In the instance that you haven’t previously, chances are that sometime in a lifetime you’ll need to retain legal counsel. Thanks to my discussion with Tampa Lawyer Christina Mesa, this is a number of answers to very common as well as fundamental questions.
1. QUESTION: How do I know if I require a legal professional?
ANSWER: If you have been served with a Summons and related documents (Complaint, Petition, Motion), you should endeavor to find legal guidance without delay. Papers filed in court that commence a lawsuit call for responses that involve particular deadlines; missing those deadlines could compromise your defense, restrict or avoid your recovery. Some issues by statute involve a “pre-suit” time period that enable you to consider the legal issues and possible resolution before a lawsuit is filed. Similarly, seeking a lawyer immediately is advised.
2. QUESTION: Do I have to hire an attorney or lawyer in the county where the problem occurs?

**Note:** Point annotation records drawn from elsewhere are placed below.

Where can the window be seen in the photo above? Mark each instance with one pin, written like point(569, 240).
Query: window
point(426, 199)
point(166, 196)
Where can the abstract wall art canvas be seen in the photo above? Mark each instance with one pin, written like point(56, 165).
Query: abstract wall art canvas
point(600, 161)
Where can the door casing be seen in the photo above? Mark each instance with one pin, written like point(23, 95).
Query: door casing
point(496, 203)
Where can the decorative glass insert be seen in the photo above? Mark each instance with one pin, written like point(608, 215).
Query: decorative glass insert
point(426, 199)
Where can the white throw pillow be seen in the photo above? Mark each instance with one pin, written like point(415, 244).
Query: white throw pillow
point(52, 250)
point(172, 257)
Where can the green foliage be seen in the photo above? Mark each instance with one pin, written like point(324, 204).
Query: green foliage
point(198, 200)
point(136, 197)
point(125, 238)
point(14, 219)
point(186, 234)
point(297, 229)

ANSWER: No. Many attorneys practice in other counties and other states, based on their licensure for the latter. Having knowledge in the county in which the matter is being litigated is crucial as that lawyer will have a comfort level with the local courthouse personnel, lawyers (likely opposing counsel) and judges. One consideration in hiring legal counsel away from area wherein the matter occurs is cost of travel time. Some lawyers don’t charge for travel, others give you a reduced rate or maintain a billable rate for all work conducted. Discuss that question with each attorney consulted.
3. QUESTION: What exactly is mediation?
ANSWER: Mediation is a course of action whereby the parties to the issue present at an agreed area with their counsel (if retained) and a chosen mediator to try and resolve all or a number of the issues involved. Mediators need to be unrelated to all parties and the litigation at issue, are to stay impartial between the parties and their lawyer, and maintain the confidential nature of the conference to encourage settlement and resolution. Generally the parties share the fee of the mediation equally but other arrangements might be made if all parties are in agreement in advance of the conference. Mediation is normally required in just about every case filed in court and before a trial is held.
4. QUESTION: What type of law firm do I need?
ANSWER: Again, like other industries, lawyers may concentrate in a certain or more than one area. Similarly, law firms may specialize, offer general legal needs or offer services in a few specific areas of law. Trial lawyers deal with cases involving lawsuits; family law lawyers handle separation and divorce, child custody/visitation, child support, alimony and related matters; general practitioners handle nearly all matters. Some areas of law are very complex, like bankruptcy or taxation; some are delineated by statute, such as worker’s compensation. Any lawyer can talk about your particular issue, determine if he or she is qualified to handle such matters or inform you of the need to consult with another in a specialized area.
5. QUESTION: How can I be certain my lawyer is resolving my issues?
ANSWER: Every good lawyer monitors his time (fees) and expenses (costs). Your retainer arrangement should include a affirmation of how the lawyer bills his clients – month-to-month, quarterly, etc. You may even keep track of your case in some jurisidictions that supply on-line accessibility to case dockets. If the county has that set up, you’re wise to periodically review the docket and see what events have transpired by your counsel and the other party/counsel. It’s also advisable to feel comfortable getting in touch with your attorney at intervals to ascertain the status of the matter, knowing you will likely be charged for these interactions.
6. QUESTION: Precisely how do I select an attorney?
ANSWER: Legal difficulties are as vast as those in other sectors, such as medicine, construction, finance, etc. and tend to be just as complex. To safeguard your rights and remedies, the very best practice is to study your area of need and research what legal professionals are around to assist you. A referral from someone you know and admire can add a personal element to the plan to hire an lawyer but should not be the only reason counsel is chosen. Look into the lawyer’s background of training, experience and area(s) of practice. Asking questions should be encouraged in this process. Self-help could be strengthening but can also restrict or negate your recovery. Hiring a lawyer should be considered with the same level of thought and consideration as that given to the choice of a medical professional, accountant, financial advisor or therapist.